Etienne went to his saddle-bags, and drawing his breviary from the leathern flap, began to peruse the lessons for the day with an attentive piety which was not lessened by the fact that he had forgotten most of the Latin he had learned at school. John Mortimer, on the other hand, took out his pocket-book, and was soon absorbed by calculations in which wine and onions shared the page with schemes for importing into Spain Manchester goods woven and dyed to suit the taste of the country housewives.
El Sarria sat down with a long sigh to his never-failing resort of cleaning and ordering his rifle and pistols. He had a phial of oil, a feather, and a fine linen rag which he carried about with him for the purpose. Afterwards he undertook the same office for the weapons of Rollo. Those of the other members of the expedition might take care of themselves. Ramon Garcia had small belief in their ability to make much use of them, at any rate—the sergeant being alone excepted.

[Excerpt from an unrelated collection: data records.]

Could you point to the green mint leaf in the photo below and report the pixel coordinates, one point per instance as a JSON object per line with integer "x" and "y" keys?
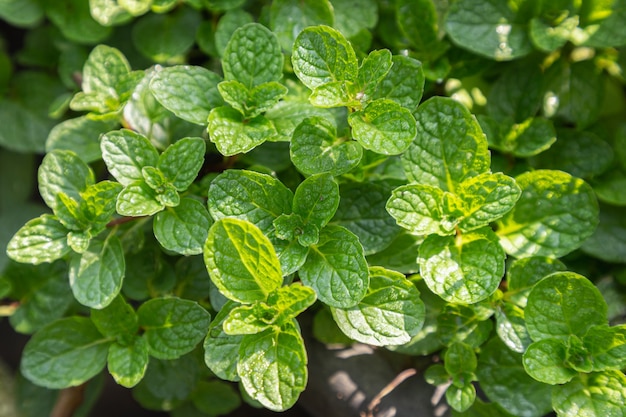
{"x": 403, "y": 83}
{"x": 449, "y": 147}
{"x": 79, "y": 135}
{"x": 118, "y": 319}
{"x": 581, "y": 154}
{"x": 336, "y": 268}
{"x": 524, "y": 273}
{"x": 249, "y": 319}
{"x": 172, "y": 326}
{"x": 181, "y": 162}
{"x": 291, "y": 300}
{"x": 607, "y": 347}
{"x": 374, "y": 67}
{"x": 128, "y": 363}
{"x": 183, "y": 229}
{"x": 511, "y": 327}
{"x": 425, "y": 209}
{"x": 504, "y": 380}
{"x": 51, "y": 355}
{"x": 362, "y": 211}
{"x": 138, "y": 199}
{"x": 383, "y": 127}
{"x": 321, "y": 54}
{"x": 272, "y": 366}
{"x": 221, "y": 350}
{"x": 564, "y": 304}
{"x": 42, "y": 293}
{"x": 126, "y": 153}
{"x": 596, "y": 394}
{"x": 190, "y": 92}
{"x": 556, "y": 230}
{"x": 288, "y": 18}
{"x": 516, "y": 94}
{"x": 63, "y": 172}
{"x": 241, "y": 260}
{"x": 96, "y": 275}
{"x": 316, "y": 199}
{"x": 390, "y": 313}
{"x": 487, "y": 197}
{"x": 528, "y": 138}
{"x": 315, "y": 148}
{"x": 248, "y": 195}
{"x": 461, "y": 398}
{"x": 462, "y": 269}
{"x": 105, "y": 70}
{"x": 334, "y": 94}
{"x": 233, "y": 134}
{"x": 166, "y": 37}
{"x": 216, "y": 398}
{"x": 545, "y": 361}
{"x": 253, "y": 56}
{"x": 43, "y": 239}
{"x": 489, "y": 28}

These three being accounted for, there remained only Rollo and Concha. Now there was a double shelf a little way from the horses, from which the chief of the expedition could keep an eye on the whole encampment. The pair slowly and, as it were, unconsciously gravitated thither, and in a moment Rollo found himself telling "the story of his life" to a sympathetic listener, whose bright eyes stimulated all his capacities as narrator, and whose bright smile welcomed every hairbreadth escape with a joy which Rollo could not but feel must somehow be heartfelt and personal. Besides, adventures sound so well when told in Spanish and to a Spanish girl.
Yet, strange as it may seem, the young man missed several opportunities of arousing the compassion of his companion.
He said not a word about Peggy Ramsay, nor did he mention the broken heart which he had come so far afield to curé. And as for Concha, nothing could have been more nunlike and conventual than the expression with which she listened. It was as if one of the Lady Superior's "Holiest Innocents" had flown over the nunnery wall and settled down to listen to Rollo's tale in that wild gorge among the mountains of Guadarrama.
Meantime the Sergeant and his gipsy companion pursued their way with little regard to the occupations or sentiments of those they had left behind them. Cardono's keen black eyes, twinkling hither and thither, a myriad crows' feet reticulating out from their corners like spiders' webs, took in the landscape, and every object in it.